Para saber quién es Pérez-Reverte y conocer sus vivencias en la guerra, ¿hay que leer El pintor de batallas?

Mi biografía está repartida en todas mis novelas, porque les presto a mis personajes la mirada que mi vida y mis lecturas me han dejado. Pero El pintor de batallas es una novela autobiográfica. Tiene un cinco por ciento de novelesco: todo lo que cuento, lo que ocurre, las circunstancias, y hasta la mirada del protagonista, son reales.

¿Por qué nunca volviste a abordar ese registro, entre filosófico y confesional, que para muchos es tu obra más deslumbrante?

No fue una novela feliz; pero era lo que necesitaba escribir. Durante un año y medio ajusté cuentas con mis recuerdos. Usé los que no eran agradables, casi como un ejercicio de reflexión personal. Todo ese álbum de fotos oscuras en 21 años de guerra pesaba demasiado y pensé que escribiendo sobre eso, ordenaría la memoria. Si Territorio comanche había sido un libro más lúdico, sobre cómo se vive en ese mundo, El pintor… fue algo mucho más duro y profundo que decía: «Mirad como se ve este mundo». Esa gimnasia cumplió su cometido y a partir de allí mi vida como novelista cambió. Cerré una puerta y abrí otras. No hubo ni habrá otro libro igual. Escribo para pasarlo bien. Soy un escritor feliz, pero lo soy aún más cuando escribo las historias que quiero y que me faltan contar.

Esa novela contiene una de las escenas sexuales más magistrales de la literatura contemporánea ¿Es un desafío abordar ese terreno?

No, cada novela tiene su exigencia. En Hombres buenos el almirante lee literatura erótica y hay mucha delicadeza. En Falcó, el sexo es más brutal. En El pintor… esa escena en Venecia es intensa, porque su historia de amor lo es. Intento que lo erótico esté en sintonía con el contexto general del libro. Jamás me autocensuro, aunque puedo equivocarme. Y muchas veces dejo que el lector complete las escenas.

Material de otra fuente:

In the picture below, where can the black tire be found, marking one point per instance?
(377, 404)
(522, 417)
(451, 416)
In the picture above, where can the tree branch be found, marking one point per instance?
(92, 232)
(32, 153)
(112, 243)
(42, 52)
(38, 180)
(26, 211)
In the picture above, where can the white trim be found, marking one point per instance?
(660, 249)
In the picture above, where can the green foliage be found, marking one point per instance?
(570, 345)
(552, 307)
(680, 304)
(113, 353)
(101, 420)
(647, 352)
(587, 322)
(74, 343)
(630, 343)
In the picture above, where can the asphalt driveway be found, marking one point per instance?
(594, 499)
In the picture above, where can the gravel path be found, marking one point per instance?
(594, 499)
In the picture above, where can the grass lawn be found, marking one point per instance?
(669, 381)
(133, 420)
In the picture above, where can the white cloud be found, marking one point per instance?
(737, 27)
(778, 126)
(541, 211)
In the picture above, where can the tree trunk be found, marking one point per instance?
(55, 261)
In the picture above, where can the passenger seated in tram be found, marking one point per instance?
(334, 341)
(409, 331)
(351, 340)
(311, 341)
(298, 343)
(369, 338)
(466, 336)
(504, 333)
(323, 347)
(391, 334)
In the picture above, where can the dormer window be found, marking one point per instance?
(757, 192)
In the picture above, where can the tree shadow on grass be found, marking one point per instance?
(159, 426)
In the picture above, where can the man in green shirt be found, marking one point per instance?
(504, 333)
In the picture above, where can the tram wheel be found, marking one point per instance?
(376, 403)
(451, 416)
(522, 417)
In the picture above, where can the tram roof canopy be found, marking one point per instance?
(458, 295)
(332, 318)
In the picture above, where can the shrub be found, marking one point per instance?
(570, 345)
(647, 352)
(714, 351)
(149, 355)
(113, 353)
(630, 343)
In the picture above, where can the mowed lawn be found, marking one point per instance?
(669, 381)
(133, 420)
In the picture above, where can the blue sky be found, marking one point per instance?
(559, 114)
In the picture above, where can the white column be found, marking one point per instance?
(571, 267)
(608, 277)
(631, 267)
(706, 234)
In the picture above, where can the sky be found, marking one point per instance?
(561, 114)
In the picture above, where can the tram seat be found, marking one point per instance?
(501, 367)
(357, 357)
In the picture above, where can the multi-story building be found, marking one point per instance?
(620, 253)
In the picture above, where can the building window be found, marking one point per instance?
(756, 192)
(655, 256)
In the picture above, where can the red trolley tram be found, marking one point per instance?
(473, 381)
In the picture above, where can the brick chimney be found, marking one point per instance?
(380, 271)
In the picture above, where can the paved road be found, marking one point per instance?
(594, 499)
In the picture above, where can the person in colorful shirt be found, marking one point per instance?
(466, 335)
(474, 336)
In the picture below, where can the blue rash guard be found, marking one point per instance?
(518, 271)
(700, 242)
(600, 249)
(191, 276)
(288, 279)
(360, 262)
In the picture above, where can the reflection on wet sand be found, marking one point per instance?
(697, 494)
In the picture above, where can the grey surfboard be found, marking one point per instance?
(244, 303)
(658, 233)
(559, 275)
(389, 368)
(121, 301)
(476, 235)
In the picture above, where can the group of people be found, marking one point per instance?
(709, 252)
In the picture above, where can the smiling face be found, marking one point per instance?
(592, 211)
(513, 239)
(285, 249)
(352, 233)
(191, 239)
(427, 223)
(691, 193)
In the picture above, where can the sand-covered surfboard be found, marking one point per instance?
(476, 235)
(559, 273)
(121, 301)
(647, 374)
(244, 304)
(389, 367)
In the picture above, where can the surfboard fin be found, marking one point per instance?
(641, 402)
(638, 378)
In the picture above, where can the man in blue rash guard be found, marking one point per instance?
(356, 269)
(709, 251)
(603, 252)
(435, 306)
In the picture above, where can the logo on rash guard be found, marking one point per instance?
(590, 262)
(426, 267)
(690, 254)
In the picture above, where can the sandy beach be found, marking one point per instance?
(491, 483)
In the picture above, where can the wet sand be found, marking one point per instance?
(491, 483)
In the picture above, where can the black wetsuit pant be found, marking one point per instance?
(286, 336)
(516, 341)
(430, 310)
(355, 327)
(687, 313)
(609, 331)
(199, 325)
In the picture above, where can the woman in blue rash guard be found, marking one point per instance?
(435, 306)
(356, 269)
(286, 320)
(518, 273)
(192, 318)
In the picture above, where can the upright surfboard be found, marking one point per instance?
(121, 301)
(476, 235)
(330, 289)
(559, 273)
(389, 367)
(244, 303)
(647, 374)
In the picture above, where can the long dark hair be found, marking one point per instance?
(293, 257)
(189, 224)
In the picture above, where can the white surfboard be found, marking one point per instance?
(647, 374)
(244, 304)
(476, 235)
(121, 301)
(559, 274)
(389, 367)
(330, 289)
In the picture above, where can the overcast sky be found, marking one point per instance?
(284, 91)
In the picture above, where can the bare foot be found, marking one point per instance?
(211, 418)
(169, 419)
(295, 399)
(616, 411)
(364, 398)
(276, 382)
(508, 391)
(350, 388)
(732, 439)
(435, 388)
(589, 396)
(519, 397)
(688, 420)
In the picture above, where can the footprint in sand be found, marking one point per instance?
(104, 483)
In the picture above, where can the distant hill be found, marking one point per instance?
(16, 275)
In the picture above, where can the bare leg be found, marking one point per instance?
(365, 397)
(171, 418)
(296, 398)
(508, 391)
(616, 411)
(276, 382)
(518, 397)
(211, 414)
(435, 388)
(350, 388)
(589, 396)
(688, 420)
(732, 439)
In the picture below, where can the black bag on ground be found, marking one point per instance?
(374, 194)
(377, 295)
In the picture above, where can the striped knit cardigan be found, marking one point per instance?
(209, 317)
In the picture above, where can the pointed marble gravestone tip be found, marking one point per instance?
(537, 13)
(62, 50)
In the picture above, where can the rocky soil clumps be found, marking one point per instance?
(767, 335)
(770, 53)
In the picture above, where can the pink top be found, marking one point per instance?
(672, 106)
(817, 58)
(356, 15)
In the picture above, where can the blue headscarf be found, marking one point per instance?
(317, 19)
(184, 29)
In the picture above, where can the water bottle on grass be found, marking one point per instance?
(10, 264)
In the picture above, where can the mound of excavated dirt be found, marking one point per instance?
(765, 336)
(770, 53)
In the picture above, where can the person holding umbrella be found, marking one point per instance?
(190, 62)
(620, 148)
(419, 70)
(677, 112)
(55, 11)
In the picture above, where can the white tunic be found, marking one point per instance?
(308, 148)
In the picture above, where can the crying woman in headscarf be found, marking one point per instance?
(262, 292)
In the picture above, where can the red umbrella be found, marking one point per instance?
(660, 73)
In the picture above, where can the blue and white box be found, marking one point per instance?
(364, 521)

Olvido, el gran amor que acecha al protagonista, ¿existió?

Ya no recuerdo si existió o no. Tampoco importa: vida y literatura son una misma cosa.

¿Umberto Eco te marcó como novelista?

No, fue clave por otras razones. Él entendía la literatura como yo. Cuando empecé a escribir se hacían novelas aburridas; la trama no importaba pero sí el estilo. En la Argentina hay mucho de eso, escritores que no tienen nada que decir. Esa literatura onanista, vaciada de ideas, que se mira al espejo. ¡Y a mí qué coño me importa! Estaba escribiendo La tabla de Flandes y al leer El nombre de la rosa tuve la certeza de que no estaba solo ni equivocado: Que hace falta haber leído mucho para poder escribir. Que el teatro griego, Homero, Virgilio, Dante, Cervantes, Montaigne, Stendhal, todo es un mismo lugar y que El asesinato de Roger Ackroyd de Agatha Christie es tan obra maestra como La marcha Radetzky de Joseph Roth. Es como cuando luchas contra un temporal: estás mojado, llevas días sin dormir, tratando de no perderte y, de pronto, ves un puntito en el radar. Otro velero con las velas izadas, peleando como tú. Lo ves, le mandas un mensaje de radio y luego observas cómo se va perdiendo en el temporal hasta desaparecer. Ahí te dices: «No estoy solo». Así me hizo sentir Eco. «No soy yo el raro, los raros son ellos.»